The dead foetus was removed and Savita was taken to the high dependency unit and then the intensive care unit, where she died of septicaemia on the 28th.

An autopsy carried out by Dr Grace Callagy two days later found she died of septicaemia “documented ante-mortem” and E.coli ESBL.

A hospital spokesman confirmed the Health Service Executive had begun an investigation while the hospital had also instigated an internal investigation. He said the hospital extended its sympathy to the family and friends of Ms Halappanavar but could not discuss the details of any individual case.

Speaking from Belgaum in the Karnataka region of southwest India, Mr Halappanavar said an internal examination was performed when she first presented.

“The doctor told us the cervix was fully dilated, amniotic fluid was leaking and unfortunately the baby wouldn’t survive.” The doctor, he says, said it should be over in a few hours. There followed three days, he says, of the foetal heartbeat being checked several times a day.
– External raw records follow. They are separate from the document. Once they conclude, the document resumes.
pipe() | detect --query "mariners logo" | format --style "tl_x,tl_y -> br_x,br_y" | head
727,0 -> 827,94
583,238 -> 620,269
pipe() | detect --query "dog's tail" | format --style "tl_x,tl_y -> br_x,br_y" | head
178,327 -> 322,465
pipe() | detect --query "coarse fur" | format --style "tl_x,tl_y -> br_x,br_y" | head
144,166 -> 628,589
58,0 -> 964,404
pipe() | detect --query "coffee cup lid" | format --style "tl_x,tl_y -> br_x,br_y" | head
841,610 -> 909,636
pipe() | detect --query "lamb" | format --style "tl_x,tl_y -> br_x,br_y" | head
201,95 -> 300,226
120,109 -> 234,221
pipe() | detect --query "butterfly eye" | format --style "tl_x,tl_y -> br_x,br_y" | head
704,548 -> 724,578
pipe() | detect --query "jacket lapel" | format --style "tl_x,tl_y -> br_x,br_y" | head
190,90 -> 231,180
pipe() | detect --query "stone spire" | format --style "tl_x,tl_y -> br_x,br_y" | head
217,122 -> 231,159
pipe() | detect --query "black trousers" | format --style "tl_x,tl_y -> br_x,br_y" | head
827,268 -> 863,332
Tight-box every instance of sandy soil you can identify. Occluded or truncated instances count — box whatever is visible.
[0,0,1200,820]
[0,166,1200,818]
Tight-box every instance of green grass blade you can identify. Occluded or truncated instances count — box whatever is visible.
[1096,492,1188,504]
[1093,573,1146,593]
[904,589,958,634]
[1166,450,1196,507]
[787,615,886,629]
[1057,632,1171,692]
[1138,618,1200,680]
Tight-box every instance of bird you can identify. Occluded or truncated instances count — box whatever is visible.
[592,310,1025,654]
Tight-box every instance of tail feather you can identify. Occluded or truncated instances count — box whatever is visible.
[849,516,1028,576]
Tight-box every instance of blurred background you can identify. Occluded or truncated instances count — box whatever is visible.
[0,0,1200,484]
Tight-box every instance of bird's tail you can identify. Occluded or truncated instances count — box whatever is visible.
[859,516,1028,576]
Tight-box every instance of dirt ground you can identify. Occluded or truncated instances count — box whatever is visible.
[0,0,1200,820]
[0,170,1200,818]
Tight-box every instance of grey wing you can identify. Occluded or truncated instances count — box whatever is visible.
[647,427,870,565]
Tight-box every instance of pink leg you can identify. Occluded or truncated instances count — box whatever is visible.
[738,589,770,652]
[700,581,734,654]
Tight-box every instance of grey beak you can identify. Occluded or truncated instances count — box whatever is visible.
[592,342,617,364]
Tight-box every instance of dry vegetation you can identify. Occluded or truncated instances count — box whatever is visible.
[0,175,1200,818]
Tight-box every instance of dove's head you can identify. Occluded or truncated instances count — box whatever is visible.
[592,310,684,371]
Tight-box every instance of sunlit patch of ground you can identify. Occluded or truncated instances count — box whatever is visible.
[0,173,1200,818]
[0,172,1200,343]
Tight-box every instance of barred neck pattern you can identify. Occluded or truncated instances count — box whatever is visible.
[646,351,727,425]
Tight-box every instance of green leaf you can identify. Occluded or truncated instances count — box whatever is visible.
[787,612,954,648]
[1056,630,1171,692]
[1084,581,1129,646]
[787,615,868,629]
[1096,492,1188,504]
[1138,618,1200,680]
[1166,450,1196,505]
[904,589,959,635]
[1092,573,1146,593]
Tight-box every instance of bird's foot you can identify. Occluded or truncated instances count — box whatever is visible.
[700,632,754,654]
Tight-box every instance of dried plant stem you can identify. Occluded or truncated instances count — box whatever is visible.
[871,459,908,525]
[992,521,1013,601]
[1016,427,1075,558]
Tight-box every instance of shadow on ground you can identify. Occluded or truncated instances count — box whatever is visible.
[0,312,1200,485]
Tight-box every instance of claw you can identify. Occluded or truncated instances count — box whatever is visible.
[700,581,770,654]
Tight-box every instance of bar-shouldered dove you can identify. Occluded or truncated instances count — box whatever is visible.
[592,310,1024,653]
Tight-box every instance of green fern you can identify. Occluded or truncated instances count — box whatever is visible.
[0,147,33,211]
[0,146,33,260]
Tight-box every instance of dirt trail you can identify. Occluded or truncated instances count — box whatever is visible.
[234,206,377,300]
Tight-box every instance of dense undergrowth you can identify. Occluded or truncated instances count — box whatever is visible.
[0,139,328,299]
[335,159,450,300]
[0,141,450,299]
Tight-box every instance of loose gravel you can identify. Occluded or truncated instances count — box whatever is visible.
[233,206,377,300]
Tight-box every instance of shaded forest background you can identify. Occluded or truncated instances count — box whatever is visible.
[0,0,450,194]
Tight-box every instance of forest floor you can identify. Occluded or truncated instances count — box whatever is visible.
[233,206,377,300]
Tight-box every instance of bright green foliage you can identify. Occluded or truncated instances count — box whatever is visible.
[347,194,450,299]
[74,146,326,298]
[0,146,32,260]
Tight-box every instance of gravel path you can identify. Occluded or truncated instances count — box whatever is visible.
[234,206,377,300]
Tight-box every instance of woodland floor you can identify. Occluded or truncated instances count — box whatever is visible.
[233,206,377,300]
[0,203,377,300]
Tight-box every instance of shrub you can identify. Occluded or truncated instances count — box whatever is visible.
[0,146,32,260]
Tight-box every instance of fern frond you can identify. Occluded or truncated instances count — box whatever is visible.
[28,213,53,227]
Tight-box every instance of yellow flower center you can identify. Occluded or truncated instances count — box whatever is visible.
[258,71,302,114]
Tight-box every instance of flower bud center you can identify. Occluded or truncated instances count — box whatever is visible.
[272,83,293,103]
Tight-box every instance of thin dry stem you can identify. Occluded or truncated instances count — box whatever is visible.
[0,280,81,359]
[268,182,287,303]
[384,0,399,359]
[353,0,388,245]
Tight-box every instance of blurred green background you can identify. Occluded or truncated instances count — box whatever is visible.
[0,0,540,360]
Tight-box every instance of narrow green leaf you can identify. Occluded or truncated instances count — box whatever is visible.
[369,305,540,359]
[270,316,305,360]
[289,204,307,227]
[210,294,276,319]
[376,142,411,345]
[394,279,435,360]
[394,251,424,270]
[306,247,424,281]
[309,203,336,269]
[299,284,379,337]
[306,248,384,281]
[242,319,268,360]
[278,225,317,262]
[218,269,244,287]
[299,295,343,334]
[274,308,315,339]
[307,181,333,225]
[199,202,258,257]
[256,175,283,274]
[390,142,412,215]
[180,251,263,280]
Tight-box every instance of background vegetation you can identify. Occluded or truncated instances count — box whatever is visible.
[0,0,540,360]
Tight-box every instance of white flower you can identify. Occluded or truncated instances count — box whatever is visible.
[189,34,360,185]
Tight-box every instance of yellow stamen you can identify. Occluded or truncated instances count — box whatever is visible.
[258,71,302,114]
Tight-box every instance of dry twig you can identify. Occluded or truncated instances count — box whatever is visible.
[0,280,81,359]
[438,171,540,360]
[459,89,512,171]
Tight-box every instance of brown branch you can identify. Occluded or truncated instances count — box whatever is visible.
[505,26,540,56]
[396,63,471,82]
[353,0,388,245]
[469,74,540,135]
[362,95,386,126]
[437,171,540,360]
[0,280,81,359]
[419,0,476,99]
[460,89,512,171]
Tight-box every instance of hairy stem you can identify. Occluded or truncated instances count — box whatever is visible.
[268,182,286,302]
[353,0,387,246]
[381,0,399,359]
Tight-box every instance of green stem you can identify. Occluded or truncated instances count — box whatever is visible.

“Savita was really in agony. She was very upset, but she accepted she was losing the baby. When the consultant came on the ward rounds on Monday morning Savita asked if they could not save the baby could they induce to end the pregnancy. The consultant said, ‘As long as there is a foetal heartbeat we can’t do anything’.

“Again on Tuesday morning, the ward rounds and the same discussion. The consultant said it was the law, that this is a Catholic country. Savita [a Hindu] said: ‘I am neither Irish nor Catholic’ but they said there was nothing they could do.

“That evening she developed shakes and shivering and she was vomiting. She went to use the toilet and she collapsed. There were big alarms and a doctor took bloods and started her on antibiotics.

“The next morning I said she was so sick and asked again that they just end it, but they said they couldn’t.”

Critically ill

At lunchtime the foetal heart had stopped and Ms Halappanavar was brought to theatre to have the womb contents removed. “When she came out she was talking okay but she was very sick. That’s the last time I spoke to her.”

At 11 pm he got a call from the hospital. “They said they were shifting her to intensive care. Her heart and pulse were low, her temperature was high. She was sedated and critical but stable. She stayed stable on Friday but by 7pm on Saturday they said her heart, kidneys and liver weren’t functioning. She was critically ill. That night, we lost her.”

Mr Halappanavar took his wife’s body home on Thursday, November 1st, where she was cremated and laid to rest on November 3rd.

The hospital spokesman said that in general sudden hospital deaths were reported to the coroner. In the case of maternal deaths, a risk review of the case was carried out.

External experts were involved in this review and the family consulted on the terms of reference. They were also interviewed by the review team and given a copy of the report.

This is a personal nightmare.
There are are issues with high blood pressure in my family.
This could have been my sister, my cousin or in years to come my daughter.